Wayne Rooney will lead his country out against San Marino at Wembley tonight and this is a sight that England fans should hope becomes far more regular over the coming years.
Surprisingly, this is only the second time Rooney has been handed the honour during an England career which now spans 76 caps and, less than a fortnight shy of his 27th birthday, this is the perfect time to take on the responsibility on a more permanent basis.
It's no secret that Rooney has had his issues with behaviour in the past, but by giving him the armband and the extra responsibility which comes with it, we should see an end to incidents like the sending off which ultimately limited his involvement at Euro 2012.
Rooney was in reflective mood at the pre-match press conference and was quick to put that mistake behind him.

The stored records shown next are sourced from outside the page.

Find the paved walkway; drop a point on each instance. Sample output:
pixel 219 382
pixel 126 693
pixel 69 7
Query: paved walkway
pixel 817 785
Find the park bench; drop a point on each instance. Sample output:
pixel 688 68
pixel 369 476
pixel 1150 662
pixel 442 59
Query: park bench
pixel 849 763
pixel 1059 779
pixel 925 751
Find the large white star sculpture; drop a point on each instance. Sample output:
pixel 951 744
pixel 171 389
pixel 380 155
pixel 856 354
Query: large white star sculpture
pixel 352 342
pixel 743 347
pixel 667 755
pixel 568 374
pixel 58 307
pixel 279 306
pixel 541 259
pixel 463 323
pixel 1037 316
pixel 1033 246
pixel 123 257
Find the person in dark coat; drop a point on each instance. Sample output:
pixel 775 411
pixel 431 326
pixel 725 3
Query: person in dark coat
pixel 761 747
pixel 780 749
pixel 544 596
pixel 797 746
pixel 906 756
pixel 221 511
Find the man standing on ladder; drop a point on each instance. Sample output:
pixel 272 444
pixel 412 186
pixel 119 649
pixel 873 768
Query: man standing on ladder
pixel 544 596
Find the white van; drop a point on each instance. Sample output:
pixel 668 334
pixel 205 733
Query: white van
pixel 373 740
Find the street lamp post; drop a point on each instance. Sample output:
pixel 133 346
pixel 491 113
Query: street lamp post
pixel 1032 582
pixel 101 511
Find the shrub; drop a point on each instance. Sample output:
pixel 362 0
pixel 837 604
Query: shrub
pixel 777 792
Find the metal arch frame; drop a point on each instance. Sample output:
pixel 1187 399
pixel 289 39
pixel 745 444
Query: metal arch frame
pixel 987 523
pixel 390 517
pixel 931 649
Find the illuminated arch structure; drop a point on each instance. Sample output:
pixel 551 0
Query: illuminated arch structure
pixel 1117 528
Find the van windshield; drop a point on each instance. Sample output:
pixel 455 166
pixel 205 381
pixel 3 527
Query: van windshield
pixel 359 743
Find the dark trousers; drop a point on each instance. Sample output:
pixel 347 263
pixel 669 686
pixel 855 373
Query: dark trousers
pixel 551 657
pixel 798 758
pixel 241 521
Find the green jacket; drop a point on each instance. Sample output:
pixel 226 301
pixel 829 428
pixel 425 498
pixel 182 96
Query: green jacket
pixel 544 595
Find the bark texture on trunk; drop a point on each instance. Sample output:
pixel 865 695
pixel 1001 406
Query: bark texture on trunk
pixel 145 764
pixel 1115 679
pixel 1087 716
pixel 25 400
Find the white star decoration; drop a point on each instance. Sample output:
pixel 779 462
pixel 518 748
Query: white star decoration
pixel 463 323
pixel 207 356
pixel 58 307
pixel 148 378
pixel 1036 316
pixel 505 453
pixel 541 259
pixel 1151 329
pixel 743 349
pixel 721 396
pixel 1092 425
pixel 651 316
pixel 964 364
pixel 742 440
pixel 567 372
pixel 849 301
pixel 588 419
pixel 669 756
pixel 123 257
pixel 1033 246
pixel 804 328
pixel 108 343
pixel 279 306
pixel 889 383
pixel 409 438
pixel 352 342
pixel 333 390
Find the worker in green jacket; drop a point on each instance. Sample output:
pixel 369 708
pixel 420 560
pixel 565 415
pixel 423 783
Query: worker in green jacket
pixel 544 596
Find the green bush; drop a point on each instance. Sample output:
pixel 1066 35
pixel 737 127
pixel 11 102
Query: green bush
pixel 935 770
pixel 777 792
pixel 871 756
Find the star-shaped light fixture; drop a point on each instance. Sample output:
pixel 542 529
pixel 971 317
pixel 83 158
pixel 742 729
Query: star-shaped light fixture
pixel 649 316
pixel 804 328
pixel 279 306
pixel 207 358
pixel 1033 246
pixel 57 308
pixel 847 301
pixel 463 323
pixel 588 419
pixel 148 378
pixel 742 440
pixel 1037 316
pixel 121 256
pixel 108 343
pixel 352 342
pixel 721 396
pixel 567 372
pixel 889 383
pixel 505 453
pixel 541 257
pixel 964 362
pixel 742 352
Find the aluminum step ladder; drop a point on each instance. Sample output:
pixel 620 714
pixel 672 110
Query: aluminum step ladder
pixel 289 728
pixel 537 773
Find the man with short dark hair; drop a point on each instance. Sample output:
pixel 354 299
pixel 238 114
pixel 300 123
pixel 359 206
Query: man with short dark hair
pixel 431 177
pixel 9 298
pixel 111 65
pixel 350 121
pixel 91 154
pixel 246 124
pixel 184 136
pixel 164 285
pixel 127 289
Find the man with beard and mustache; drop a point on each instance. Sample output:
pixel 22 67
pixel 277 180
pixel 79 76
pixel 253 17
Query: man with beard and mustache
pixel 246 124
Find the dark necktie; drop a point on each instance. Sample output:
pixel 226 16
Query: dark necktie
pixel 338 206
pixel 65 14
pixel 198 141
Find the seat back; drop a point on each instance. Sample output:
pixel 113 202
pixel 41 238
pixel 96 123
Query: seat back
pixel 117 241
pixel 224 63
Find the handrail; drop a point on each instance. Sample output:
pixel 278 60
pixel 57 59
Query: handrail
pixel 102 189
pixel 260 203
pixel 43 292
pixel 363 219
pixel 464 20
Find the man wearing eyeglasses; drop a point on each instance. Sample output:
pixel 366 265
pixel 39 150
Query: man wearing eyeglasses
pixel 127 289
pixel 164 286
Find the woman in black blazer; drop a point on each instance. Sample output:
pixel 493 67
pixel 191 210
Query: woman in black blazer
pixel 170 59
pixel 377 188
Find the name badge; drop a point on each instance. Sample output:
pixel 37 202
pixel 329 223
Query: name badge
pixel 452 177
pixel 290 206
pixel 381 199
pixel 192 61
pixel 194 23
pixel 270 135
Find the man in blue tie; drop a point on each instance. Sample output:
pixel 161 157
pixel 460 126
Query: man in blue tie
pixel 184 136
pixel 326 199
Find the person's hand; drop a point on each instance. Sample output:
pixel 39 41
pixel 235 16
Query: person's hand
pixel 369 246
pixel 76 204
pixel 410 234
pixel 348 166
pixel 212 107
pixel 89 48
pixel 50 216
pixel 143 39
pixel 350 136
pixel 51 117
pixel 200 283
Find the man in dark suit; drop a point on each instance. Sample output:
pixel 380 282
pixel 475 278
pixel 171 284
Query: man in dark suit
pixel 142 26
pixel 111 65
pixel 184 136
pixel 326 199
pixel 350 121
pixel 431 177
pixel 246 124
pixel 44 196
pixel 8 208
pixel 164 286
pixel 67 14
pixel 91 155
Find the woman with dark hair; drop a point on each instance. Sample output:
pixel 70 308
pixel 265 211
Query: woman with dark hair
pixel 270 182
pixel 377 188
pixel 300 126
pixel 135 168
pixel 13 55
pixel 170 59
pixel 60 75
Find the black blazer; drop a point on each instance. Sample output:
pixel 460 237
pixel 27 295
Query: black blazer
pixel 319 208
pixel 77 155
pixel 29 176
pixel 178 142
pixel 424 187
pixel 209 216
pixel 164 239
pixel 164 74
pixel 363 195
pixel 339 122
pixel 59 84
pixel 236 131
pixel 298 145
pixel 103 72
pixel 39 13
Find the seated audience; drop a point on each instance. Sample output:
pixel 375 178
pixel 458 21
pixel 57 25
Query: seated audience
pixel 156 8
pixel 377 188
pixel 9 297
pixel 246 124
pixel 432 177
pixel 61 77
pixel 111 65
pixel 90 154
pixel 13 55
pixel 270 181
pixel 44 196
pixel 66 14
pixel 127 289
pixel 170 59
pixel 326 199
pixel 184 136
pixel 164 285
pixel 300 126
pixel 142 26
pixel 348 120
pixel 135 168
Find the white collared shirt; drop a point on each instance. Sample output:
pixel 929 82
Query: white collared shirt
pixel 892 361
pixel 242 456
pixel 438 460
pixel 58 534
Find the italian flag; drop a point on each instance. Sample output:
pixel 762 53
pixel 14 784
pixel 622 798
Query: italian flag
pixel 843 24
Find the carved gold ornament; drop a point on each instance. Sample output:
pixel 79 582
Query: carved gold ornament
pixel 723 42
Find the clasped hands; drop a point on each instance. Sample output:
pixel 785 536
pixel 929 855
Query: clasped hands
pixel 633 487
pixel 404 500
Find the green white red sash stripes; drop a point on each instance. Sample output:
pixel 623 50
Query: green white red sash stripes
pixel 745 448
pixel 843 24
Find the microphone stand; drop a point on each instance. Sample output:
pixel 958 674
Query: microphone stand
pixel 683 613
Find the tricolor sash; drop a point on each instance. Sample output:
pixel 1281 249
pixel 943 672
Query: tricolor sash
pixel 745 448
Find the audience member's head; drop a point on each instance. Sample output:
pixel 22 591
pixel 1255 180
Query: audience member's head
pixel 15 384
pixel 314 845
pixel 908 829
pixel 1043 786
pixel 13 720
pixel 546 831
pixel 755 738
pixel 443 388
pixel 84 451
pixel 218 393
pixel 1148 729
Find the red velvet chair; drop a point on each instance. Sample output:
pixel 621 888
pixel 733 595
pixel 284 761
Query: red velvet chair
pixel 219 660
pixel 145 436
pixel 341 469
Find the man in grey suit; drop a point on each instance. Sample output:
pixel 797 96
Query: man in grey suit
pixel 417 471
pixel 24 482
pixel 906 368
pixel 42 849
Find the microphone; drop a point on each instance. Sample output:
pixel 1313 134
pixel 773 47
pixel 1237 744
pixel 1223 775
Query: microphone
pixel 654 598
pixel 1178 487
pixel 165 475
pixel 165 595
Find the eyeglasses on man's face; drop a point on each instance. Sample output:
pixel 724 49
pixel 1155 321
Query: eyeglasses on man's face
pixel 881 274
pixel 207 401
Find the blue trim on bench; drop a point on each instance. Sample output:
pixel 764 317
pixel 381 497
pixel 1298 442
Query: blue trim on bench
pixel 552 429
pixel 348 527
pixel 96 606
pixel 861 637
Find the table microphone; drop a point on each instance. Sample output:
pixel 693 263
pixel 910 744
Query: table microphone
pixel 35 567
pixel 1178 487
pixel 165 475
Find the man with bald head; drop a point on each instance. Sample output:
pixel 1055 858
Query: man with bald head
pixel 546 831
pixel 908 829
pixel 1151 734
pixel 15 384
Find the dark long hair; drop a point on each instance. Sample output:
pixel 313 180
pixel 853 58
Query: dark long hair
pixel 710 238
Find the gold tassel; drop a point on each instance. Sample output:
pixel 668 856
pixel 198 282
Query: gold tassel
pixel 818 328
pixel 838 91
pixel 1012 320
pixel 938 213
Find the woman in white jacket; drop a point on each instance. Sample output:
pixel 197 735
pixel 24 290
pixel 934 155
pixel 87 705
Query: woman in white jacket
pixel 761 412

"That was a stupid thing to do. I regretted it the moment I did it," said Rooney. "I apologised to the players and paid the price. That won't happen again."
You only have to look at the example of David Beckham to see what a positive impact the armband had on his career after being completely vilified for his kick-out at Argentina's Diego Simeone at World Cup 1998.
Beckham was only a year younger than Rooney when he was made permanent captain in 2001 and the former Manchester United players' performances in an England shirt went on to become the making of the man.
This is not to say that he needs the captaincy to stop him losing his temper, as since being sent off for kicking Montenegro's Miodrag Dzudovic, Rooney has behaved near enough impeccably for both club and country and adopted a far more mature demeanour.
It's not just Rooney's temperament which will benefit though; it should aid his performances on the pitch.
Since lighting up Euro 2004 in Portugal, it's no secret that Rooney's level of performance at major tournaments has fallen majorly short of what the public expects.
By giving Rooney the armband, should England make it to Brazil, he will have the extra incentive to lead his team by example.